More Kiwi Wines
Review of O’Dwyers Creek Marlborough Sauvignon Blanc 2014 and Hibiki Japanese Harmony Whiskey.
By Joshua E. London and Lou Marmon
Washington Jewish Week August 29, 2015
For those who follow wine industry news, it comes as no surprise that the US is now the most important export market for New Zealand wines. According to the 2015 Annual Report of New Zealand Winegrowers, released last week, the US market has overtaken Australia, and is now valued at $372.2 million (around one quarter of wine exports), up 13percent from last year.
Australia slipped to second place at $362.2m, down 5 percent, while the United Kingdom was the third biggest export market for Kiwi wines, with exports growing 11 percent to $353.9 million. The US, Australia and the UK consume nearly four times as much New Zealand wine as Canada, the next biggest export market.
Most of this growth is due to the ongoing popularity of New Zealand Sauvignon Blanc.

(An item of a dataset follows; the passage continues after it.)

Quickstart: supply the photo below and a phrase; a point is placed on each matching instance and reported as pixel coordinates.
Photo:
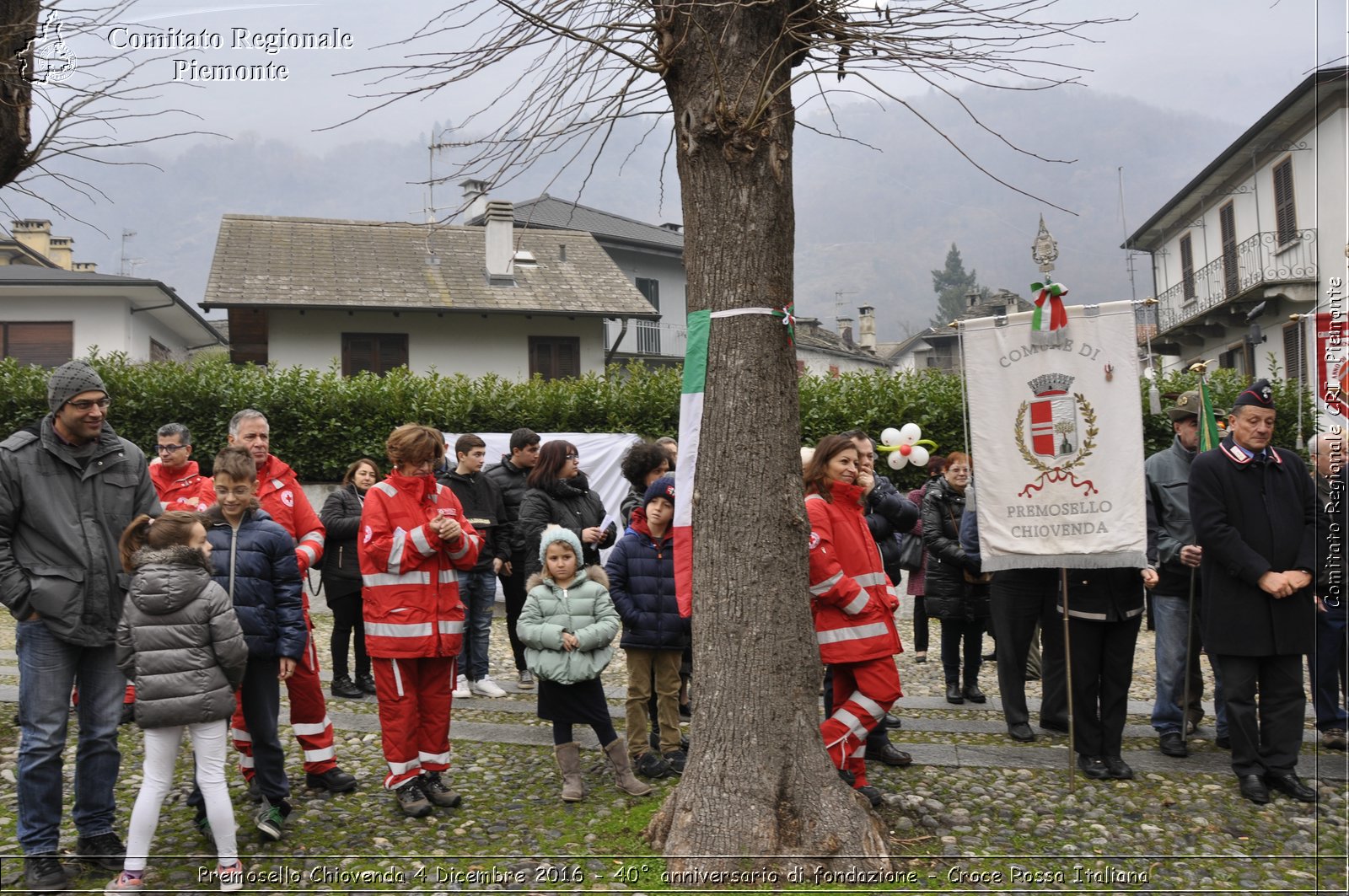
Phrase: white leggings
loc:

Indeed, overall exports of Sauvignon Blanc soared from 160.5 million liters in 2013-2014 to 177 million liters in 2014-2015. Total wine exports (now at 209.4 million liters) grew 7 percent (up from 186.8 million liters the year before) to $1.42 billion in 2014-2015. Of course, with the forthcoming short supply of New Zealand Sauvignon Blanc (as we noted previously), this volume will not be sustained.

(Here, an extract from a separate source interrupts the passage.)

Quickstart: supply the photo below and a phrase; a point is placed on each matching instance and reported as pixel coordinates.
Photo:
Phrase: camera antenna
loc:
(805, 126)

As Steve Green, the New Zealand Winegrowers chair, notes in this report,” “We expect further growth in export value in the year ahead, but volume growth will be constrained due to the smaller 2015 harvest.” On the plus-side, as we’ve previously noted, the quality of the 2015 vintage is expected to be great, due to a fabulous summer creating excellent conditions for ripening grapes, even though the crop yields were diminished by 27 percent due to an unexpected spring frost.
There are just two kosher New Zealand producers, Goose Bay and O’Dwyers Creek Vineyards, we are fans of both producers, as both offer some great quality and value. As we recommended the 2013 Goose Bay Sauvignon Blanc ($20) fairly recently, consider the competition. O’Dwyers Creek Marlborough Sauvignon Blanc 2014 ($17): This mevushal, single estate-grown Sauv Blanc offers that iconic grapefruit profile of the Marlborough region, with some lovely peach and tropical notes, a grassy, slightly vegetal (bell pepper?) edge, some lovely acidity, and good balance. Crisp, interesting and refreshing, this is a lovely wine that also delivers great quality for the price.

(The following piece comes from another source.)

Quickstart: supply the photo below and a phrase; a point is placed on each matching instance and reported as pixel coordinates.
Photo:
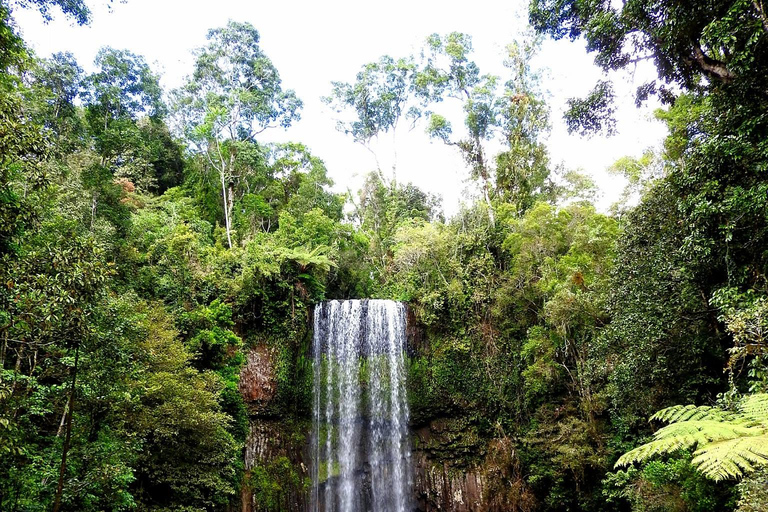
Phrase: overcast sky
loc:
(313, 43)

Spirits-wise, our thoughts meandered over to Japanese whisky. As has been widely noted in media accounts, Japanese whiskies have for some time been besting Scotch whisky in this or that international distilled spirits competition. Consequently, the range and availability of these Japanese whiskies here in the US has grown steadily. Of course, this new found demand is straining stock levels, so the supply side has opted for a familiar re-jig: non-age-statement whiskies (NAS).
As we’ve noted before, NAS whiskies have a greater marketing hurdle in the single malt category, as years of “age matters” marketing has taken root. Blended whiskies tend to be more forgiving, since folks will often drink them with ice and/or soda. One of the newest NAS whiskies to hit the market is a lovely blend called Hibiki Japanese Harmony from Beam Suntory (the rebranding of Beam Global after it was acquired by the Suntory Beverage & Food Ltd of Japan for $16 billion a little while ago). A blend of more than 12 malt and grain whiskies from Suntory’s Yamazaki, Hakushu and Chita distilleries, as well as five different types of cask treatment, including Mizunara Japanese oak, American white oak and sherry casks. It is wonderful, though expensive. Without further ado:
Hibiki Japanese Harmony (43 percent abv; $65): with an enchanting nose of apricots, lychee, pineapple, orange blossom, lemon zest and clove, followed on the creamy palate with apricots and citrus fruit, honey, caramel, butterscotch, pastry crust, a little peppery spice, building to a finish of sweet woody spices with a dollop of toffee and oak char. With a honeyed core that holds it all together without being too sweet, this is a wonderfully complex, elegant and balanced, whisky. L’Chaim!